Any sign the army is reneging on its promises of democracy and civilian rule could reignite mass protests on the street.
Pro-democracy campaigners welcomed the army’s decisions on Sunday to suspend the constitution, dissolve parliament and submit any constitutional amendments to a referendum.
But uncertainty remains over how much influence the military will seek to exert in reshaping a corrupt and oppressive ruling system which it has propped up for six decades.
For a hint of the scale of the transformation required, listen to Hisham, one of hundreds of policemen who staged a wage protest outside the Interior Ministry:
“The high-ranking officers are the ones who used to get all privileges and we were left to starve. We were told that if we didn’t like it, we could take money from the people.”
It is also unclear how much freedom the army will allow in a transition period it says could last as little as six months.
A call by protesters for Egyptians to turn out in millions for a “victory march” on Friday may serve as an early reminder to the military of the people power that swept Mubarak away.
“The two big questions now are who is going to be on the constitutional committee to redraft (the constitution), and are there any guarantees that what they come up with is then going to be deemed the way ahead,” said Rosemary Hollis, professor of Middle East Policy Studies at City University London.
“The demonstrators and all the people supporting massive change need as many indicators as possible that their voices have been heard and will feature in the changes coming.”
She said the military-political infrastructure could “go into automatic” pending constitutional changes and elections: “The danger is that when they are on automatic there will be no guarantees of individual freedom and security.”
Nevertheless, Sunday’s military statement came as a relief to democracy advocates who had fretted that the army might obstruct sweeping change after Mubarak’s removal.
“It is a victory for the revolution. I think this will satisfy the protesters,” said Ayman Nour, who had the nerve to run against Mubarak in 2005, only to be jailed soon afterward.
“This resolution satisfies the Egyptian street, especially the part related to dissolving the parliament and shura council (upper house),” he said. “We must have dialogue with the military council about putting a temporary, constitutional document to manage affairs in the transitional period.”
The army, keen to return Egypt swiftly to normal life, reasserted control of Cairo’s Tahrir Square, where protesters debated hotly whether they should go or stay on to guard the revolution’s gains and pursue the “people’s demands.”

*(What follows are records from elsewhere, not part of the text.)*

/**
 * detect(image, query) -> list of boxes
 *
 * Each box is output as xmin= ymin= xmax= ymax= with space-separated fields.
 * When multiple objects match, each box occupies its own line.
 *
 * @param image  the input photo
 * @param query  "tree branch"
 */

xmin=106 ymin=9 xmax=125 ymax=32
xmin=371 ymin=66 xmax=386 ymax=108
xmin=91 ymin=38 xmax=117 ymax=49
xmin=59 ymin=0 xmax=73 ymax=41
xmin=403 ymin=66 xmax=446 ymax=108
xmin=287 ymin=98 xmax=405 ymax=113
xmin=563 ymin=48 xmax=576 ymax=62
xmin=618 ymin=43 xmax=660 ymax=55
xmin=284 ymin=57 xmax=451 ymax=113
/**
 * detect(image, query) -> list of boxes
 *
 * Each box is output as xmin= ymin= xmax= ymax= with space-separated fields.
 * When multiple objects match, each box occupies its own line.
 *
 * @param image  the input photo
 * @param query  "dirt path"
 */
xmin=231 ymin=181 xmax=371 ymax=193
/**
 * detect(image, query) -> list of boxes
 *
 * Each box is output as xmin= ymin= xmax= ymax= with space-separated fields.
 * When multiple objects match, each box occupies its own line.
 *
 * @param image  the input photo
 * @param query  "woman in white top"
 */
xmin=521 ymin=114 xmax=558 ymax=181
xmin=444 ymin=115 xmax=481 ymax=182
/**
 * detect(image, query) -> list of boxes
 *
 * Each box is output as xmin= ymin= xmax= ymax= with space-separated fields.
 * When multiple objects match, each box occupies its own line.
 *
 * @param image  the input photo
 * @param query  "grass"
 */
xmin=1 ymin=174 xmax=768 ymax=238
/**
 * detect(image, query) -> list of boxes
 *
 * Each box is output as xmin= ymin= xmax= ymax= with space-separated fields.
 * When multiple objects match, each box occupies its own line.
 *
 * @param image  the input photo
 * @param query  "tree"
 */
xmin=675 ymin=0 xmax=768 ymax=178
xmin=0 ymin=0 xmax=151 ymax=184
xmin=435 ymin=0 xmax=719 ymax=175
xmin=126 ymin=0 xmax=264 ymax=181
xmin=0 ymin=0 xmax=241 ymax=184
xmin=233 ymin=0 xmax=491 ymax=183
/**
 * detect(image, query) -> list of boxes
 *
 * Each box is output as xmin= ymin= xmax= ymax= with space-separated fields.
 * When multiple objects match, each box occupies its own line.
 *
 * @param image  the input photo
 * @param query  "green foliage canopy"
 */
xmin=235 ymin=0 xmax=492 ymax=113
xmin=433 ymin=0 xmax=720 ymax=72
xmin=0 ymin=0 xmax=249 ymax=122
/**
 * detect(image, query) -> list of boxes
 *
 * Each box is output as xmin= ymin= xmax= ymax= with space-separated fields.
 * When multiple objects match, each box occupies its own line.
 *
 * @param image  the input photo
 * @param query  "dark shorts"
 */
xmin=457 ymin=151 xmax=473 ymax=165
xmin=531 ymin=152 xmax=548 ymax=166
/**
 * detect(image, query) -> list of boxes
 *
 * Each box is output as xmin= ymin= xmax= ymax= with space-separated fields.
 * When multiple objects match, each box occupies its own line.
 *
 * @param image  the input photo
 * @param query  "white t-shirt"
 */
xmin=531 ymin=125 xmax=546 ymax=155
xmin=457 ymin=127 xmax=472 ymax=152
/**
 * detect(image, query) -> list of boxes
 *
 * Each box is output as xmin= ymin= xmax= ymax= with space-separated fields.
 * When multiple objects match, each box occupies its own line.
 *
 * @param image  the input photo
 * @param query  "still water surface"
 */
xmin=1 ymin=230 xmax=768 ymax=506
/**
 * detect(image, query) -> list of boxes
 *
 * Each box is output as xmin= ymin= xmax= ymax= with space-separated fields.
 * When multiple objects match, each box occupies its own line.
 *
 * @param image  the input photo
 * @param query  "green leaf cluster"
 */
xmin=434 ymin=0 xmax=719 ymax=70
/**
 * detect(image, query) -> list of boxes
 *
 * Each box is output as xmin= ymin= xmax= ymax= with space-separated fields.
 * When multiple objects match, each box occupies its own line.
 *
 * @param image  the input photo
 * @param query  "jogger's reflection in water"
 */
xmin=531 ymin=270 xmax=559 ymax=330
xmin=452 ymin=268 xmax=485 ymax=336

The army, which gets $1.3 billion a year in U.S. aid, played a key role in the anti-Mubarak revolt by making no effort to crush it -- and has come to power on the back of the revolution.
Egyptians generally respect the 470,000-strong military, which was shielded from public criticism or scrutiny in the Mubarak era, but some mistrust its intentions.
“The army has started using ‘revolutionary legitimacy’ as a basis for its actions,” said Hassan Abu Taleb, an analyst at Cairo’s Al-Ahram Center for Political and Strategic Studies.
“The army’s commitment to a civilian and freely elected government, parliament, and an open space for political parties is a good sign,” he said, but much remained uncertain.
Will the military seek a role similar to that played by its counterpart in Turkey, which for decades exerted political influence as the privileged guarantor of the secular republic?
“There are still a lot of grey areas, but it is clear that these decisions are opening the door for an entirely new system to come to order,” Abu Taleb said.
Any transition to democracy will be fraught with difficulty and old ways of doing things may die hard in a country where the ruling party routinely rigged elections and candidates used bribery, hired thugs and dirty tricks to ensure victory.
Existing registered parties are mostly small, weak and fragmented. The Muslim Brotherhood, which under the now suspended constitution could not form a party, may be the best organized group, but its true popularity has yet to be tested.
“The pattern is that the most powerful families always win the elections,” said Hisham Kassem, an Egyptian human rights activist and publisher. “These same families will win again with new faces, but via what political groups?”
Previously candidates from powerful clans ran on the ruling National Democratic Party (NDP) ticket or as “independents” allied to it. With Mubarak gone, Kassem said, “the NDP has completely collapsed, no one will run on that platform.”